Jesus of Nazareth does not speak superfluously; both sons are essential characters. If we were to gaze into an existential-mirror-of-truth, we would see both sons staring back at us: the elder represents our mind; the younger, our flesh. The sons share the same iniquity, the sin that barred Adam in the Beginning and plagued the Pharisees who heckled Christ: pride. 

While the younger son’s pride is demonstrated physically in novelty, lust, instant gratification, and thrill (Lk. 15:13), the elder son juggles gossip (15:26), anger (15:28), envy (15:29), competition, and contempt (15:30). The elder character’s pride is tougher to identify and, moreover, apply to oneself. For him, this “utmost evil” manifests entirely intangibly but will lead to exponentially regressive corruption just the same. At the parable’s conclusion, the state of the elder brother’s soul is grave—while his sibling’s is saved—because his pride has gone unrecognized and unhandled.

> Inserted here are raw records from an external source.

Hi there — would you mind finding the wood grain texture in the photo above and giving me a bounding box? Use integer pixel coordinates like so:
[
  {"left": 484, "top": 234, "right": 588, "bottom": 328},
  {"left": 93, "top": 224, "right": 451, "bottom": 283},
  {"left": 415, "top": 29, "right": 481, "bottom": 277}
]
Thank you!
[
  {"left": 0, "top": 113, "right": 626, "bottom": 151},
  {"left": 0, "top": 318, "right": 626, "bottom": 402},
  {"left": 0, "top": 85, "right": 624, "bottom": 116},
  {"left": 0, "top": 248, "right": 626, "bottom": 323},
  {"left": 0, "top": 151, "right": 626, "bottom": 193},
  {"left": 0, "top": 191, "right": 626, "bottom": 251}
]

In Mere Christianity, Lewis calls pride the “one vice of which no man in the world is free.” In this eternal spiritual battle, Lewis wagers our first step is coming to grips with our own pride.

To successfully become like God, we must lose every sense of status, popularity, ambition, competition, conceit, and disdain. The “I hope someone sees my good works.” The “I struggle less than she does.” The “No one can know I failed.” The “My opinions are more Christian than God’s.” It cannot be taken with us. These attitudes will not pass through the narrow gate.

In the Incarnation, the perfect deity becomes a mortal. Then, the Hebrew carpenter is betrayed, sold, stripped down, nailed to a tree, and publicly executed. God is Humility with a capital “H.”

Like third-grade me, I still don’t totally get it. But now I know I can’t get it—at least not perfectly. I may evade every proud aspect of myself yet never measure up to the Humility of my dying God.

Lewis proposes a next-step. “[God] and you are two things of such a kind that if you really get into any kind of touch with Him you will, in fact, be humble—delightedly humble, feeling the infinite relief of having for once got rid of all the silly nonsense about your own dignity which has made you restless and unhappy all your life.”

Recently, curiosity led me to find VeggieTales creator Phil Vischer’s story. Vischer dreamt of becoming a Christian movie mogul, changing the world through talking vegetables. For years Vischer was convinced he dwelled in the Lord, but when fame, fortune, and attention blurred his relationship with God, everything—the money, the company, Vischer’s dream—collapsed.

Once Vischer gained touch with God, his life changed.

“What I was starting to feel I can only describe as a sense of ‘giving up’—of ‘dying’…I wasn’t sure exactly what was dying in me. And then one day it was clear. It was my ambition. It was my will. It was my hopes, my dreams, my life…At long last, after a lifetime of striving, God was enough—not God and impact…Just God.”

Let us lose ourselves in God’s grandeur; let us become delightedly humble in His will.